Live album by Sheryl Crow
- Released: December 7, 1999
- Recorded: September 14, 1999
- Venue: East Meadow, Central Park, New York City
- Genre: Rock; folk; country; blues;
- Length: 73:00
- Label: A&M
- Producer: Sheryl Crow

Sheryl Crow chronology
| The Globe Sessions (1998) | Sheryl Crow and Friends: Live from Central Park (1999) | C'mon, C'mon (2002) |

= Sheryl Crow and Friends: Live from Central Park =

Sheryl Crow and Friends: Live from Central Park is a live album by American singer-songwriter Sheryl Crow, released on December 7, 1999, by A&M Records. Although it was not commercially successful upon its release, merely reaching No. 107 on the Billboard 200, the album has managed to reach US sales of 486,000 units as of January 2008, earning it gold certification consideration. The concert was held in New York's Central Park on September 14, 1999, and featured some of Crow's many musical friends; the Dixie Chicks (now simply the Chicks), Fleetwood Mac's Stevie Nicks, Pretenders leader Chrissie Hynde, the Rolling Stones' Keith Richards, Sarah McLachlan and legendary guitar virtuoso Eric Clapton. The concert's emcee was actor and comedian Bill Murray, another friend of Crow.

Professional ratings
Review scores
| Source | Rating |
| AllMusic | Star Half star |
| Entertainment Weekly | B− |
| The New Rolling Stone Album Guide | Star |
| Robert Christgau | A− |

==Track listing==

- "Gold Dust Woman" was originally performed by Fleetwood Mac.
- "Happy" was originally performed by The Rolling Stones.
- "White Room" was originally performed by Cream.
- "Tombstone Blues" was originally performed by Bob Dylan.

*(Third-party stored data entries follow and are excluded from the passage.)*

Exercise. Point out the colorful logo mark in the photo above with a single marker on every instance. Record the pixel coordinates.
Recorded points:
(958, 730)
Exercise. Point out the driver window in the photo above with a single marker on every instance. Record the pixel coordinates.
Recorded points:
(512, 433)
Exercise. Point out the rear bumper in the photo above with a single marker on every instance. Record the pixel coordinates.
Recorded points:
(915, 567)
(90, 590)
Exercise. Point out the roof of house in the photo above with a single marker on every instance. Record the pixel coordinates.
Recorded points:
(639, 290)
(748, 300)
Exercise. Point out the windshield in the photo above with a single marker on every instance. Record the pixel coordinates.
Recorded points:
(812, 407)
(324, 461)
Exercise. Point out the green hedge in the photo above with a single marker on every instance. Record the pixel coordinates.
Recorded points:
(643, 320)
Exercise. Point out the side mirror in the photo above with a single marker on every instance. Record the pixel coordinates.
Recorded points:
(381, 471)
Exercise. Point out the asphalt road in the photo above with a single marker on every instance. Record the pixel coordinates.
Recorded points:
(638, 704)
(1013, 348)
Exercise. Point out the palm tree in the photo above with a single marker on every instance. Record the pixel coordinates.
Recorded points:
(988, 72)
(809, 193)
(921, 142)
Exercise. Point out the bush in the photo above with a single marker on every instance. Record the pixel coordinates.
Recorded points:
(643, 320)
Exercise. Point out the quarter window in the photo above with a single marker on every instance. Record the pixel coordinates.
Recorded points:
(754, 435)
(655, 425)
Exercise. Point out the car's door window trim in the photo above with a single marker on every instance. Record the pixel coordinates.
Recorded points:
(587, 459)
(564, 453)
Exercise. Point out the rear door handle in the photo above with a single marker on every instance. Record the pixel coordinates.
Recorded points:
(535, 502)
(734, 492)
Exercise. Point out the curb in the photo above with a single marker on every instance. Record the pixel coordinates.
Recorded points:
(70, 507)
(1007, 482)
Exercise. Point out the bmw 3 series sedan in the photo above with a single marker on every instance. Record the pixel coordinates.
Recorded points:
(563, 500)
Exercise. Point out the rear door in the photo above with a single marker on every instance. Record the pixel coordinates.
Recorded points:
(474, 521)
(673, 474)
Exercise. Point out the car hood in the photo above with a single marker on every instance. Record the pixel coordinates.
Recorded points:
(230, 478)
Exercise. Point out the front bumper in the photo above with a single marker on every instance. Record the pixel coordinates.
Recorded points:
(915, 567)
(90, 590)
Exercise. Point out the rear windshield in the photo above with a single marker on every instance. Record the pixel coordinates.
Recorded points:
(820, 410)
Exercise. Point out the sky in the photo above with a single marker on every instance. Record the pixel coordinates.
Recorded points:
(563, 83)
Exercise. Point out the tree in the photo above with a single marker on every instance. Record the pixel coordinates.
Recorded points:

| No. | Title | Writer(s) | Length |
|---|---|---|---|
| 1. | "Everyday Is a Winding Road" | Crow, Brian MacLeod, Jeff Trott | 5:29 |
| 2. | "My Favorite Mistake" | Crow, Trott | 4:13 |
| 3. | "Leaving Las Vegas" | David Baerwald, Bill Bottrell, Crow, Kevin Gilbert, David Ricketts | 7:21 |
| 4. | "Strong Enough" (featuring Dixie Chicks) | Baerwald, Bottrell, Crow, Gilbert, MacLeod, Ricketts | 3:36 |
| 5. | "It Don't Hurt" | Crow, Trott | 5:56 |
| 6. | "A Change Would Do You Good" | Crow, MacLeod, Trott | 5:17 |
| 7. | "Gold Dust Woman" (featuring Stevie Nicks) | Stevie Nicks | 4:25 |
| 8. | "If It Makes You Happy" (featuring Chrissie Hynde) | Crow, Trott | 5:03 |
| 9. | "All I Wanna Do" | Baerwald, Bottrell, Wyn Cooper, Crow, Gilbert | 5:59 |
| 10. | "Happy" (featuring Keith Richards) | Mick Jagger, Keith Richards | 3:21 |
| 11. | "The Difficult Kind" (featuring Sarah McLachlan) | Crow | 5:55 |
| 12. | "White Room" (featuring Eric Clapton) | Pete Brown, Jack Bruce | 5:50 |
| 13. | "There Goes the Neighborhood" | Crow, Trott | 5:32 |
| 14. | "Tombstone Blues" | Bob Dylan | 5:03 |

==Personnel==
Sources:
- Sheryl Crow – acoustic guitar, bass guitar, harmonica, electric guitar, vocals, record producer
- Jim Bogios – drums
- Matthew Brubeck – bass guitar, cello
- Mike Rowe – keyboards
- Mary Rowell – acoustic guitar, violin
- Tim Smith – bass guitar, electric guitar, background vocals
- Peter Stroud – acoustic guitar, electric guitar, slide guitar
- Eric Clapton – "White Room"
- Dixie Chicks – "Strong Enough"
- Chrissie Hynde – "If It Makes You Happy"
- Sarah McLachlan – "The Difficult Kind"
- Stevie Nicks – "Gold Dust Woman"
- Keith Richards – "Happy"

==Charts and certifications==
===Weekly charts===

Weekly chart performance for Sheryl Crow and Friends: Live from Central Park
| Chart (1999–2000) | Peak position |
|---|---|
| Australian Albums (ARIA) | 167 |
| German Albums (Offizielle Top 100) | 76 |
| Swiss Albums (Schweizer Hitparade) | 46 |
| US Billboard 200 | 107 |

===Certifications===

Certifications for Sheryl Crow and Friends: Live from Central Park
| Region | Certification | Certified units/sales |
| Canada (Music Canada) | Gold | 50,000^{^} |
^{^} Shipments figures based on certification alone.